Dov’è, dunque, la gloria della lingua, di cui parlava Dante? Commentando il duetto tra Mina e Alberto Lupo, che nel 1972 cantavano la famosa canzone che dà il titolo alla rubrica Parole, parole, parole, Coluccia scrive: “Ne scaturiva un duetto irresistibile, dove la sensuale voce recitante di lui era accompagnata dal sorridente controcanto di lei. Tutto il dialogo restava all’interno di una disputa misurata e a tratti ironica, senza eccessi verbali di alcun tipo. Quasi una riproposta in chiave novecentesca di uno dei testi più affascinanti della nostra poesia delle origini, il cosiddetto Contrasto di Cielo d’Alcamo (…). Nulla di paragonabile alle profferte e agli assilli sguaiati con cui gli stalker dei nostri giorni tormentano donne che li rifiutano; utilizzando tutti i mezzi (compresi quelli digitali che ingigantiscono i messaggi), fino alle violenze fisiche e ai femminicidi di cui parlano troppo spesso cronache terribili.” (“La Gazzetta del  Mezzogiorno” del 5 gennaio 2024)
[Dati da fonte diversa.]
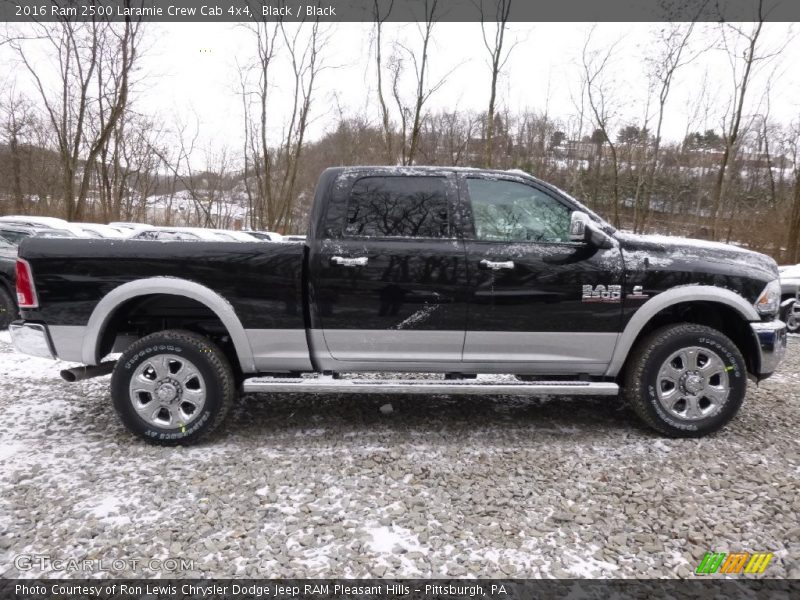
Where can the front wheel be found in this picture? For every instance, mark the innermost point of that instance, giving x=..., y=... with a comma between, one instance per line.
x=686, y=380
x=172, y=387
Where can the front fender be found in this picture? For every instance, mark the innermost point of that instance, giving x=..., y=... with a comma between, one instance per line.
x=677, y=295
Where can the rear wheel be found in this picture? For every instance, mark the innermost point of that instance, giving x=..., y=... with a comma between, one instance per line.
x=172, y=387
x=686, y=380
x=8, y=309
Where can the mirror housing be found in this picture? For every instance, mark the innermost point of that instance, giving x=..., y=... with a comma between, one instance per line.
x=582, y=230
x=579, y=227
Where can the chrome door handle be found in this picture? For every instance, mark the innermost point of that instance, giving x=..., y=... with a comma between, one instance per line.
x=361, y=261
x=497, y=265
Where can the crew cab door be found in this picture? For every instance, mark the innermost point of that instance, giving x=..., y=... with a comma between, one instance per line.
x=527, y=281
x=388, y=276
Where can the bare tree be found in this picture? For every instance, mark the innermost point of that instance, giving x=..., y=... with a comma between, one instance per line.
x=497, y=60
x=94, y=62
x=18, y=118
x=599, y=94
x=670, y=57
x=742, y=71
x=385, y=121
x=411, y=115
x=275, y=166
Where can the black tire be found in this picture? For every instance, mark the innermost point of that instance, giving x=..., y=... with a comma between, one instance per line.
x=652, y=353
x=792, y=321
x=8, y=308
x=186, y=366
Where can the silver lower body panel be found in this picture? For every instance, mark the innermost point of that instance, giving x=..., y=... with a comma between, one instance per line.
x=485, y=385
x=771, y=338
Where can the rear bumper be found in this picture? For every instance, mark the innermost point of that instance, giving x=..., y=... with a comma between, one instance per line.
x=32, y=338
x=771, y=338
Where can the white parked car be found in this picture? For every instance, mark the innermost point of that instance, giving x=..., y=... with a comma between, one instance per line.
x=100, y=230
x=46, y=222
x=790, y=297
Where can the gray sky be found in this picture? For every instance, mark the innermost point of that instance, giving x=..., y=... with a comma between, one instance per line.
x=190, y=68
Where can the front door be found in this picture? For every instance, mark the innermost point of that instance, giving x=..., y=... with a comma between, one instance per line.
x=389, y=278
x=529, y=309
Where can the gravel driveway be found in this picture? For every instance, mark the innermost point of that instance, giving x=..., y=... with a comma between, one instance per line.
x=296, y=486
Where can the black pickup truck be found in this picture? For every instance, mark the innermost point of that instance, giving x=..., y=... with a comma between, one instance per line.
x=494, y=282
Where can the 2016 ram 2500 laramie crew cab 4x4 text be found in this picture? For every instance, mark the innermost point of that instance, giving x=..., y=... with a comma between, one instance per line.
x=456, y=272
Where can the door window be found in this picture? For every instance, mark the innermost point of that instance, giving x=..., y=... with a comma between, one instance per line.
x=409, y=207
x=507, y=211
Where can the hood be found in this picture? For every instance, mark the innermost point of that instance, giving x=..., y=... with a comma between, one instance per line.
x=677, y=253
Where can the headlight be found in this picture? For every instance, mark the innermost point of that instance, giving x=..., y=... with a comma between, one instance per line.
x=770, y=298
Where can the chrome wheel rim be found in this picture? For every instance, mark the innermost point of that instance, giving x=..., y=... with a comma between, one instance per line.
x=693, y=383
x=168, y=391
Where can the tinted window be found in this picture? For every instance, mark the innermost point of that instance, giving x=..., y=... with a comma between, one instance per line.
x=398, y=207
x=507, y=211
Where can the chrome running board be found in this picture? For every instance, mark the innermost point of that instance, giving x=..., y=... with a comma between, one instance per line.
x=484, y=385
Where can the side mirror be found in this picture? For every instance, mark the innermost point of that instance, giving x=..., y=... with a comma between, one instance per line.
x=579, y=230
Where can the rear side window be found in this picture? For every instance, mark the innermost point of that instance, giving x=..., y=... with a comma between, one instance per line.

È solo un esempio, ma basta a comprendere che, oggi, la gloria della lingua, di cui a ragione ci si può vantare, consiste nell’evitare ogni eccesso e abuso, secondo una misura che bandisca la ferinità dai rapporti umani restituendoli alla loro normale socialità. Sta a ciascuno saperla preservare. Credo che con questo libro e con tutta la sua opera sia questo il messaggio che Rosario Coluccia abbia voluto inviare a tutti noi.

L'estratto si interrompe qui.